Le nostre risorse, il nostro patrimonio immobiliare e le nostre infrastrutture sono tutti obiettivi leali per i petrodollari in eccesso in cerca di un luogo redditizio in cui atterrare. Il più grande fondo sovrano del mondo, in Norvegia, ha speso oltre un petrodattilo per un complesso di uffici a Zurigo e ora prevede di “cercare complessi di uffici e centri commerciali nelle città statunitensi”. Ciò significa che le aziende statunitensi dovranno prima pagare l’affitto alle persone più ricche del mondo prima di poter realizzare un profitto.

Altri 703 miliardi di dollari sono fuggiti dal mercato obbligazionario, inglobando immobili commerciali a Londra, Francoforte, Parigi e Berlino. Le obbligazioni in cui erano investiti erano prestiti, principalmente a governi e comuni. Ciò significa che il denaro speso dai governi si sta riducendo, mentre il denaro delle aziende (sottratto alle tasche dei consumatori) viene sottratto alle nazioni sotto forma di rendite aziendali deducibili dalle tasse che finiscono nei paradisi fiscali internazionali, un triplice colpo per i governi.

Singapore ha inviato un petrodactyl appollaiato in cima a una scintillante torre di 48 piani nel distretto finanziario di San Francisco: “il tipo di asset trofeo che ogni fondo sovrano cerca”. I tassi degli uffici di San Francisco sono già saliti del 27% in un trimestre e sono destinati a salire di un altro 8-12%. Le principali città negli Stati Uniti e in Europa sono considerate mercati di prima qualità perché stabili e ad alto reddito. Al contrario, i rendimenti dei titoli del Tesoro decennali erano solo dell’1,79% nel 2012, rispetto al 4,6% dei rendimenti degli immobili ad uso ufficio a New York. È, come si dice, una scelta ovvia.

Petrodattili: se i produttori di petrolio li rifiutano, i consumatori li scaricano e le nazioni del terzo mondo li evitano, c’è un solo posto in cui questi polli cresciuti possono tornare a casa appollaiati: i paesi imperialisti che hanno generato le valute globali.
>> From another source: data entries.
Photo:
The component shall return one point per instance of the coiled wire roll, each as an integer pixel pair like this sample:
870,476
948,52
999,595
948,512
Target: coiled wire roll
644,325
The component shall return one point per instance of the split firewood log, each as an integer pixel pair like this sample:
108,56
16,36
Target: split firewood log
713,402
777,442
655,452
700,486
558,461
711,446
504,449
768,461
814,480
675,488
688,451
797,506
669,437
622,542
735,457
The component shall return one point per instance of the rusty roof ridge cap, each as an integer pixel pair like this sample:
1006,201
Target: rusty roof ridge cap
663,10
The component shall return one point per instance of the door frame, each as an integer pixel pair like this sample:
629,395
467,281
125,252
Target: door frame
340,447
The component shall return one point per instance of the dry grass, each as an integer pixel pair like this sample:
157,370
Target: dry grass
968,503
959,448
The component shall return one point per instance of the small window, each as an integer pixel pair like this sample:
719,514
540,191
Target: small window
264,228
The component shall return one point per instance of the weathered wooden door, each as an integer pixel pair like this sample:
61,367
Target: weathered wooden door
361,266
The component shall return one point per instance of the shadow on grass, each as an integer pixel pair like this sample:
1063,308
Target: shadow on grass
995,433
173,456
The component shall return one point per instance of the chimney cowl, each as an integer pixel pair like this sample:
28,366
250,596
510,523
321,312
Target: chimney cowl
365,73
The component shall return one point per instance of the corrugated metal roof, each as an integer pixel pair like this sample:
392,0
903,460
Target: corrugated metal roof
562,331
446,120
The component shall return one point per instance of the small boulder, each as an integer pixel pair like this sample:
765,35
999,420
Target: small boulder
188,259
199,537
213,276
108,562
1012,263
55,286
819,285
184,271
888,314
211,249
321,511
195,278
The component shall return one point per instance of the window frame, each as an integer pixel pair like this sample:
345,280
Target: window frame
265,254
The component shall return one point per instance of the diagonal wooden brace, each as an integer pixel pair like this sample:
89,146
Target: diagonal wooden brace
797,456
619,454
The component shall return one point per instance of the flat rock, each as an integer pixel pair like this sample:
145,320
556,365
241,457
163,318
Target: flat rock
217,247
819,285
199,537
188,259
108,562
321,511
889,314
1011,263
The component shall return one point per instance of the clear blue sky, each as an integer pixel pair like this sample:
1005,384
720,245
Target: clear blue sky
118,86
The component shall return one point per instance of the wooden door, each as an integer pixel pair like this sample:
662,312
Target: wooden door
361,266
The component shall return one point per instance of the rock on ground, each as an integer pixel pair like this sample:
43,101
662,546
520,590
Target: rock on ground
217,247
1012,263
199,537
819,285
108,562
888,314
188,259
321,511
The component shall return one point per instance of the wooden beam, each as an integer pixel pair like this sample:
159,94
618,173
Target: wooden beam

L’afflusso di denaro una tantum farà salire i prezzi delle case, ma lascerà le generazioni future in balia della proprietà aziendale. Gli affitti futuri pagati agli investitori stranieri prosciugheranno la valuta dalla circolazione, riducendo il reddito. I beni commerciali a cui abbiamo potuto accedere producendo solo dollari andranno altrove. La misura in cui dipendiamo da una schiavitù invisibile, che è l’elefante nella stanza, verrà svelata.

Benvenuti nel coraggioso nuovo mondo della petropocalisse.